Is it too late to sign up for no fault insurance?, July 25, 2011 By Einsatz (USA)

This review is from: 10.5: Apocalypse (DVD)

Difficult to watch, I mean that literally, difficult to watch. Someone was misusing the zoom feature on their camera. If I knew who to blame for this annoyance believe me, I'd post their name here. Half of the time they were invading personal space, the other half they were backing way off. I suppose they were attempting to inject some frenetic action in an otherwise static story. It didn't work; instead, it just came off as drunken and disorderly.
As for the story, I could imagine someone with a clipboard checking off all the plot devices they wanted to utilize in this epic of mass distortion. A spate of messy history/rocky relationships, check. Mystified experts, check. Dead volcanoes erupting, double check. Inspirational flag waving sentiments, check. Anomalies of the scary variety, check. A crazy theory that comes complete with an indispensible crazy old coot, check. Reciting numbers with an excitable voice as though numbers alone were drama enough, check, check, check.
I really don't know what they were trying to achieve with this blunder, but a great movie wasn't part of their agenda. Or. They were just incredibly inept. At any rate, with this doomsday scenario everyone is going to have to relearn geography.

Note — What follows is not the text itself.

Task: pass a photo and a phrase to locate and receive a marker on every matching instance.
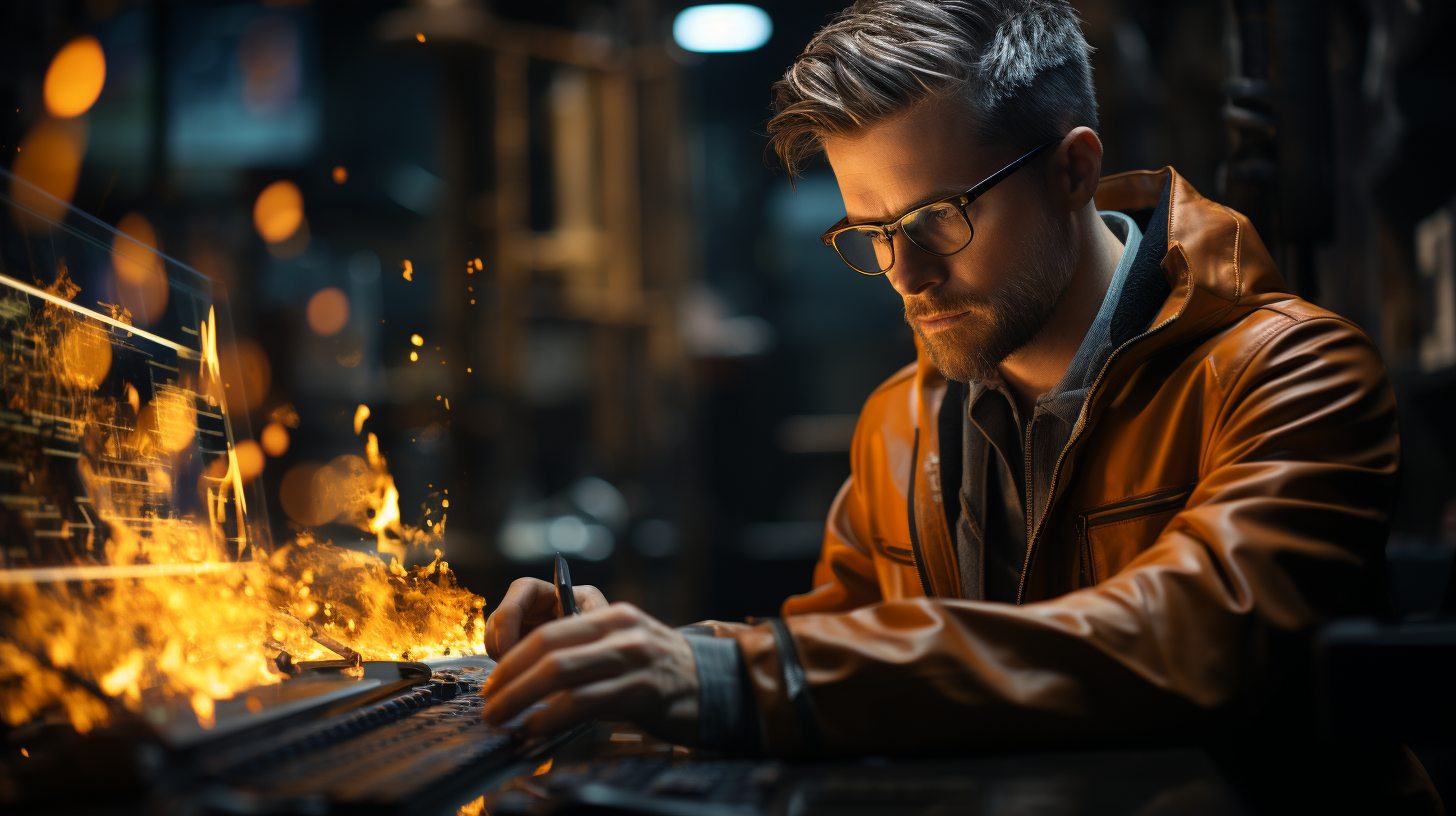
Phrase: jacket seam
(1169, 490)
(1120, 522)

Since I have no plans to do that and since I've seen Mount Rushmore destroyed about a b-zillion times in various disaster movies, and really don't care what happened in Vegas....although I do wonder how they thought they could lift a scene from The Poseidon Adventure and not have anyone notice!?
Yeah, not a keeper.


I Pity You NBC!, September 15, 2010 By Amersoc

This review is from: 10.5: Apocalypse (DVD)

Bad script. Worse science. Throw in some good actors and computer animation to make it seem realistic ... but oh! It doesn't work. Not anymore, NBC. Asteroid was bad. This is worse. You can start with the title, which plagiarizes the title of yet another completely-ignorant-of-science disaster movie, The Day After Tomorrow. (Unlike this, however, TDAT was actually a pretty good movie.)

That in a nutshell describes NBC's 10.5 Apocalypse.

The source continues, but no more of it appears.